After what seemed like an eternity of the dry heaves, Rebecca slowly forced herself to sit upright while wiping the back of her hand across her mouth to try and wipe away the sour taste from her memory. Stomach still in knots, she glanced around for her fallen sword and slowly reached out and pulled it close before struggling to rise.
“Come on girl, get it together.” Whispering encouragement to herself, she turned her back on the moss and vine covered corpses and carefully eased her way on down the steps. “You’re not doing yourself, or the dead, any good by sitting here and puking on top of them. Take it one step at a time. Just one step. And then one more. And if I ever see that bastard Matthew again, I’m going to neuter him.”

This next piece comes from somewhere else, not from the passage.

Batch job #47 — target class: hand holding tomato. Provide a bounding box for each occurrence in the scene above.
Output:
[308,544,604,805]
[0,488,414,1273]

Strangely enough, Rebecca found that by focusing her attention on her anger for Matthew for bringing her back here and then abandoning her, she could push her feelings toward the dead aside just a little better. “First I’m going to kick his ass, and then I’m going to neuter him. Or maybe I’ll neuter him and then kick his ass. What I should do is kick his ass, neuter him, and then kick his ass again,” she murmured to herself as she eased around the larger mound that was at the bottom of the steps.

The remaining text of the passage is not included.